SKARBO SK 1986 [57.39]

purchase from http://www.hbdirect.com/reviews/9bbc1.cfm

 



Jean-Pierre Ferey (who also wrote the notes: French and English) continues the fine work for Cras which he began with earlier releases on the Skarbo label. He is alive to nuance, inclined to brilliance when it is called for and open to grandeur. Taking but one example, listen to him in the second of the two masterly Paysages (i.e Landscapes). In the first he brings out the wave-pattern and swell of the sea on which, as a senior naval officer, Cras made his living.

The Four Dances: Morbida is as marked: fluid and languid and extremely personal in a way never fully achieved in the Intimate Poems (on the other Skarbo disc). It too ascends to the heights of grandeur at 4.23. Scherzosa is marked 'pleasant and lively' and it is all of this: scintillating, cascading and here in the secure hands of a virtuoso. Tenera (tender and loving) is presented with faltering but confident sensitivity.
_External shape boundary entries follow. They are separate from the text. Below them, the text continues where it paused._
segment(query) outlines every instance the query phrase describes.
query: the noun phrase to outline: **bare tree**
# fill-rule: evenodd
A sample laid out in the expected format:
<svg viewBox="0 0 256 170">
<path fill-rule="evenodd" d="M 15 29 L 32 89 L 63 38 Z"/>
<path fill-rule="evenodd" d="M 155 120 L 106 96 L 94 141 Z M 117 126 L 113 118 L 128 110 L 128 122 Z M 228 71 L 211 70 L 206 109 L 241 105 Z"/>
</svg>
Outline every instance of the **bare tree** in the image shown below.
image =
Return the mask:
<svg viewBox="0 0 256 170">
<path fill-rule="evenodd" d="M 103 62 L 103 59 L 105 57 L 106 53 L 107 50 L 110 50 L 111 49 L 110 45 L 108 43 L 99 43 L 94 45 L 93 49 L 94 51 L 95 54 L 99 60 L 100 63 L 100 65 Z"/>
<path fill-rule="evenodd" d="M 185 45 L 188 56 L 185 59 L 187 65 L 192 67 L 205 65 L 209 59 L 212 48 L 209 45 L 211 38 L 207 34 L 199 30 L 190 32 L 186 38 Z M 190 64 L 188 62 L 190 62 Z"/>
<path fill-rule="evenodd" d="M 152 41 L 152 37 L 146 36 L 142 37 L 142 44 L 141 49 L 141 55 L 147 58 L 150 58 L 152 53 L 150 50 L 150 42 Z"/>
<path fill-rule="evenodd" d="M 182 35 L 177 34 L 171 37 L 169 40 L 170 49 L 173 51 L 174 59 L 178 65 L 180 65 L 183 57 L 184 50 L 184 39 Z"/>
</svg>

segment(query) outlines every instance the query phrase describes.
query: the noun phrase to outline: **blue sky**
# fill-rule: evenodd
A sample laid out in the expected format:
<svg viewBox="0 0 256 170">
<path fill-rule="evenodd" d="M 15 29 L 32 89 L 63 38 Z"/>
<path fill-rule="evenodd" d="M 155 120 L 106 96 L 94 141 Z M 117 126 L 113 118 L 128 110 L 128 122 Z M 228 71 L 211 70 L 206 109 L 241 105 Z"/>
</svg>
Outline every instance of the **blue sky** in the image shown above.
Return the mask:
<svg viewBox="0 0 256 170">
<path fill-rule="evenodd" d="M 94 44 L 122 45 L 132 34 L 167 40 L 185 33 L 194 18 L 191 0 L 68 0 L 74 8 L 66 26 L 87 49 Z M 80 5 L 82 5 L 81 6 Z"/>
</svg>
The Animata sings with the sea-swell rather like a more frankly melodic and direct Gallic Medtner or an updated French version of Granados in Goyescas. The 'gear change' at 6.15 is desperately impressive. The Four Dances play for circa 35 minutes and, as the notes speculate, played as a sequence, they could just as easily have been designated a sonata - a sonata swept by an ecstatic singing.

The Two Impromptus: Lent and Animé. These were originally written for harp and are played attacca without a break. Lent swings lazily at the moorings floating amid the oily surface. It rises in rapt tunefulness resolving directly into an Animé that is as bustling and celebratory as the Easter Fair in Petrushka.